Doubiiu / DynamiCrafter

[ECCV 2024, Oral] DynamiCrafter: Animating Open-domain Images with Video Diffusion Priors
https://doubiiu.github.io/projects/DynamiCrafter/
Apache License 2.0
2.56k stars 203 forks source link

CUDA Out of Memory Error on a 32GB GPU when Running trainer.py for Fine-Tuning #141

Open xlnn opened 2 days ago

xlnn commented 2 days ago

Description:
Hello, I encountered a torch.cuda.OutOfMemoryError while fine-tuning a model using trainer.py. My setup includes only a single GPU with 32GB of memory, and the error occurs even at the beginning of training.

modify trainer.py:

import argparse, os, sys, datetime
os.environ["CUDA_VISIBLE_DEVICES"] = "0"
from omegaconf import OmegaConf
from transformers import logging as transf_logging
import pytorch_lightning as pl
from pytorch_lightning import seed_everything
from pytorch_lightning.trainer import Trainer
import torch
sys.path.insert(1, os.path.join(sys.path[0], '..'))
from utils.utils import instantiate_from_config
from utils_train import get_trainer_callbacks, get_trainer_logger, get_trainer_strategy
from utils_train import set_logger, init_workspace, load_checkpoints

def get_parser(**parser_kwargs):
    parser = argparse.ArgumentParser(**parser_kwargs)
    parser.add_argument("--seed", "-s", type=int, default=20230211, help="seed for seed_everything")
    parser.add_argument("--name", "-n", type=str, default="training_1024_v1.0", help="experiment name, as saving folder")

    # parser.add_argument("--base", "-b", nargs="*", metavar="base_config.yaml", help="paths to base configs. Loaded from left-to-right. "
    #                         "Parameters can be overwritten or added with command-line options of the form `--key value`.", default=list())

    parser.add_argument(
        "--base",
        "-b",
        nargs="*",
        metavar="base_config.yaml",
        help=(
            "Paths to base configs.

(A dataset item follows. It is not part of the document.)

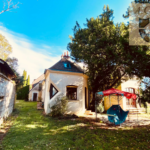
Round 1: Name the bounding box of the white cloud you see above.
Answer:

Loaded from left-to-right. "
            "Parameters can be overwritten or added with command-line options of the form `--key value`."
        ),
        default=["/home/cherry2025/DynamiCrafter/configs/training_1024_v1.0/config.yaml"]
    )

    parser.add_argument("--train", "-t", action='store_true', default=True, help='train')
    parser.add_argument("--val", "-v", action='store_true', default=False, help='val')
    parser.add_argument("--test", action='store_true', default=False, help='test')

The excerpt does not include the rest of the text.